By David Morgan, Associate Editor
BIRMINGHAM, Ala. – Sometimes a driver has just had enough.
After Sunday’s Honda Indy Grand Prix of Alabama, it appears Graham Rahal has had enough of the way Romain Grosjean has been racing him.
On the tight confines of Barber Motorsports Park, it’s only a matter of time before contact is made and Sunday, the contact between Rahal and Grosjean came with four laps left on the board.
As Rahal was battling with Scott McLaughlin for sixth-place, Grosjean, who was running directly behind them, saw his opportunity to make a move and made a dive-bomb on Rahal in Turn 5. The two drivers bounced off each other once and then a second time before settling back in line.
Rahal would eventually have to give the spot up to Grosjean when he ran out of fuel on the last lap, but he was still heated afterwards, as he gestured wildly afterwards to Grosjean’s Andretti Autosport teammate, Alexander Rossi, as they walked back to the paddock.
As he explained what happened, Rahal didn’t hold back, giving a play by play on Grosjean’s intentional swipe at Rahal’s Honda.
“I just think it’s clear. Just watch the in-car camera, and look at the angle of his head,” Rahal said. “When I can see in the mirror that his head is directed this way, when the track is going this way, it’s pretty self-explanatory.

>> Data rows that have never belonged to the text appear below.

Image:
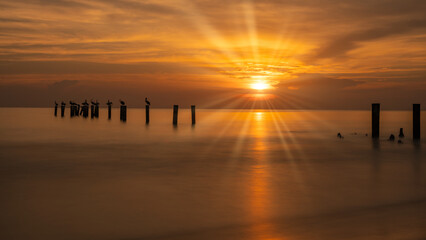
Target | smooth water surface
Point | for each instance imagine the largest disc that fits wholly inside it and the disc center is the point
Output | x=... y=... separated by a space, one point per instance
x=249 y=174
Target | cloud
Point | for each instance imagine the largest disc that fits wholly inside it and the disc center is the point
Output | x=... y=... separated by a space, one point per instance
x=340 y=46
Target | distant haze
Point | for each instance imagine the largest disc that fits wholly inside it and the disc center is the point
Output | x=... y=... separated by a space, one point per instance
x=313 y=54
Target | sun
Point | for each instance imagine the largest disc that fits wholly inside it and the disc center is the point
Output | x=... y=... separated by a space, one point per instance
x=260 y=85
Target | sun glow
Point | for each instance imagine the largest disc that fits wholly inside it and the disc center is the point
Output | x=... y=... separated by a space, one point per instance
x=260 y=85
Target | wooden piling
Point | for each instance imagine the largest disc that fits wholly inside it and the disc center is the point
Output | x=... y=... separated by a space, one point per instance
x=85 y=111
x=416 y=121
x=375 y=115
x=175 y=112
x=92 y=111
x=147 y=114
x=123 y=113
x=193 y=114
x=96 y=111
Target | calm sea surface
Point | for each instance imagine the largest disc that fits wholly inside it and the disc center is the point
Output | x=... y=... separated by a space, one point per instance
x=234 y=175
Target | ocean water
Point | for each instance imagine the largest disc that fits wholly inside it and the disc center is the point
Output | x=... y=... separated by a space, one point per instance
x=236 y=174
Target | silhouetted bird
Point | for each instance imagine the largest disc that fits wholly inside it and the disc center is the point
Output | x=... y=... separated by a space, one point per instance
x=401 y=133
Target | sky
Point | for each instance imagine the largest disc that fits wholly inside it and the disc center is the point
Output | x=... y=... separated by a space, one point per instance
x=279 y=54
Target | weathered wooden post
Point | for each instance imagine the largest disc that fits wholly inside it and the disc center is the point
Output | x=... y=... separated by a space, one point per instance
x=123 y=113
x=375 y=133
x=147 y=114
x=92 y=111
x=86 y=111
x=175 y=112
x=62 y=109
x=97 y=111
x=193 y=114
x=416 y=121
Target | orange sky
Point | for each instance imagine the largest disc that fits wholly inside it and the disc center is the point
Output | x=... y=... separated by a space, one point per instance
x=328 y=54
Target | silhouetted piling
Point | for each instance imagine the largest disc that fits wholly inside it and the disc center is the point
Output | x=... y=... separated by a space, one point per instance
x=193 y=114
x=62 y=110
x=96 y=111
x=72 y=110
x=401 y=133
x=416 y=121
x=147 y=114
x=123 y=113
x=92 y=111
x=375 y=133
x=175 y=111
x=85 y=111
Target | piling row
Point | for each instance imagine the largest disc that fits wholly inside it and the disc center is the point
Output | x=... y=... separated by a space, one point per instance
x=375 y=120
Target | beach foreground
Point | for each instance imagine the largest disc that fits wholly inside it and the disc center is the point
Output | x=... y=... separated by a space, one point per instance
x=251 y=174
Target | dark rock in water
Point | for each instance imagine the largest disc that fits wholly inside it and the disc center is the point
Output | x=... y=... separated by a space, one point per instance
x=401 y=132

“I gave him room. I was trying this outside move on Scotty (McLaughlin) this whole time, so I knew Romain was going to dive-bomb me because I already had been warned that’s what he was doing. But look where he scraped it, why are you turning into me? Your right front is at my left rear. There’s no excuse for that here. Look, he just releases the car to hit me. And here again. Boom, we’re straight. Look at how much room he has.
“I’m just frustrated because this isn’t the first time. At St. Pete, he hit everybody he could hit. We come here, he hit Rossi, hit Herta, hit me. At some point, we have to clean up our act.”

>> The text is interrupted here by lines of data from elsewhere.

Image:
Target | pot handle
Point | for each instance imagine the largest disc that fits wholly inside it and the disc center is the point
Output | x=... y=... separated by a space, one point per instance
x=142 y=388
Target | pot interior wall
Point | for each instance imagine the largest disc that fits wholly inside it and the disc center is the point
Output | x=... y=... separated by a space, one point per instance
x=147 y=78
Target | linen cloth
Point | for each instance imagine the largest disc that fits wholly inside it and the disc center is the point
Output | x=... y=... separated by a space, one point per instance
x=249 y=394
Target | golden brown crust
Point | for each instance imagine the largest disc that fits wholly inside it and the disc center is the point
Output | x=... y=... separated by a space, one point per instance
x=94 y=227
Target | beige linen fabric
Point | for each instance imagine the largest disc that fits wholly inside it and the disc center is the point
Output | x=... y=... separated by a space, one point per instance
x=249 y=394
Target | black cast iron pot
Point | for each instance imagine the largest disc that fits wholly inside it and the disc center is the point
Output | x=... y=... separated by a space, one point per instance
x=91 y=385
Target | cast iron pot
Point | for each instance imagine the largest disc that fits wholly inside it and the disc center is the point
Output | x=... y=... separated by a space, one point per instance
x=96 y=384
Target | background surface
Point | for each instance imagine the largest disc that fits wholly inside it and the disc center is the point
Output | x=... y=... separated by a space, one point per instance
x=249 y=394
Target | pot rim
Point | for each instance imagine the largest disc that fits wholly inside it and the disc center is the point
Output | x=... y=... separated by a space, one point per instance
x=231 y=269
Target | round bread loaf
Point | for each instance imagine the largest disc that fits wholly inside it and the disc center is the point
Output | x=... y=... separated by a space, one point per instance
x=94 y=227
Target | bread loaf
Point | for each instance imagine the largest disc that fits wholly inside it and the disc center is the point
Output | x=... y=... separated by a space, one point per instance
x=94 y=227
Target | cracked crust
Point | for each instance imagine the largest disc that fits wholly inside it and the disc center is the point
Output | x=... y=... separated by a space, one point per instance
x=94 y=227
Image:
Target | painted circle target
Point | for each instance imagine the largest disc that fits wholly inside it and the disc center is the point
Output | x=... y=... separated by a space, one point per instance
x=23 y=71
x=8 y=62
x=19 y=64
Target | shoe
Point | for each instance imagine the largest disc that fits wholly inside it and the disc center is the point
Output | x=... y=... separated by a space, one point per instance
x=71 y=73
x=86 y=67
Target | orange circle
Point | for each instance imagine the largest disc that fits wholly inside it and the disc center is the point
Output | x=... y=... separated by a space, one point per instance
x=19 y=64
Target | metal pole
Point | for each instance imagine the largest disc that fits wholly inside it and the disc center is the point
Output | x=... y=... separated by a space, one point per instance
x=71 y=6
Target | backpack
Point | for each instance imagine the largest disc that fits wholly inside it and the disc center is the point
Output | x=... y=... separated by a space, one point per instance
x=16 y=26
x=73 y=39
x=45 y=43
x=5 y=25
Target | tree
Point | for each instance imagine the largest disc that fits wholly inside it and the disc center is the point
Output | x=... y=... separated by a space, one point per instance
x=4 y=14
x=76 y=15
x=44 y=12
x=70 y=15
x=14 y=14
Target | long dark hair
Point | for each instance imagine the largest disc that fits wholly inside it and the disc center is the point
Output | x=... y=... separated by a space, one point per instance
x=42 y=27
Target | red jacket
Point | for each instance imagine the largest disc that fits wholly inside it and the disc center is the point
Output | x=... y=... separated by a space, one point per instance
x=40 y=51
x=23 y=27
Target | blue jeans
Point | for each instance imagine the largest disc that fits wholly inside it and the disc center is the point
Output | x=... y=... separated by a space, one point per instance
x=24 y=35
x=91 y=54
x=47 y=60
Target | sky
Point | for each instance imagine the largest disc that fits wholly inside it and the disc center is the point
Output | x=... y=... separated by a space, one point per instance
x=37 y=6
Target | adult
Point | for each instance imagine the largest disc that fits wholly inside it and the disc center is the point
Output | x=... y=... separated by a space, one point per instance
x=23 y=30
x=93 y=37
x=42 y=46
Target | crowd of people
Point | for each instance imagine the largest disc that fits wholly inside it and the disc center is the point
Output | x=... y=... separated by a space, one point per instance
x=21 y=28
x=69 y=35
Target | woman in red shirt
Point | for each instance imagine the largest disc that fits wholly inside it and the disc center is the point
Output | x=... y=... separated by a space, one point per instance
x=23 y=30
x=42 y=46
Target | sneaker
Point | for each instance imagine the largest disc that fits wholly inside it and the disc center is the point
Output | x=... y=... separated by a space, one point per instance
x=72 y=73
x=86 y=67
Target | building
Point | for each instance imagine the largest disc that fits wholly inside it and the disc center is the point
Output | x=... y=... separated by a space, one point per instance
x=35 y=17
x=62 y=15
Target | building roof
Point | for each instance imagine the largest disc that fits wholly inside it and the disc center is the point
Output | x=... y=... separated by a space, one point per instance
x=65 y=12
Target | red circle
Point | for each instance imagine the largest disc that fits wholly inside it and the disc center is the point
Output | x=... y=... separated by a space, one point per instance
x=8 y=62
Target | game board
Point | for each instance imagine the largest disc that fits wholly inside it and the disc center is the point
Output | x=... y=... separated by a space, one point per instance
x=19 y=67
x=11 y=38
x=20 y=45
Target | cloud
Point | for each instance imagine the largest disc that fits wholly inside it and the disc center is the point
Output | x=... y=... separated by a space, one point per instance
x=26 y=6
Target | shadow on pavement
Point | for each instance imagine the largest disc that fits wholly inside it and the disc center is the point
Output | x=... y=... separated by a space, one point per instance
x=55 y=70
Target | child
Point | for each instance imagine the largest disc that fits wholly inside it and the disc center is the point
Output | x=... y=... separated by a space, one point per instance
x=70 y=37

Though the incident did not draw the ire of officials on Sunday, Rahal added his two cents on whether there needs to be intervention from Race Control.
“As another driver in the series told me, you can’t teach an old dog new tricks, and that’s kind of been his reputation over his whole career in Europe, and we’re learning his reputation quickly here,” Rahal said.
“If race control doesn’t want to do anything, they’re not going to do anything. But when we go and punt him, they better not do anything to me. Which in the past, I’ve been penalized for a lot less than that.”
Meanwhile, Grosjean noted that the contact between his car and Rahal was not intentional, but instead just “hard racing.”
“We touched a couple of times, but it was good racing,” Grosjean said. “It was tough out there. Barber is a very good track but very tough to pass, especially when you’re in a train.
“If the guy in front of you doesn’t have anyone in front of them, you can try a different line, but they’re all in line, so it was quite tricky.
“It’s good racing. It’s IndyCar. Wheel to wheel action. Sadly, we didn’t have the right strategy; the three-stop didn’t work, and we were better than others on tires. On to the next one.”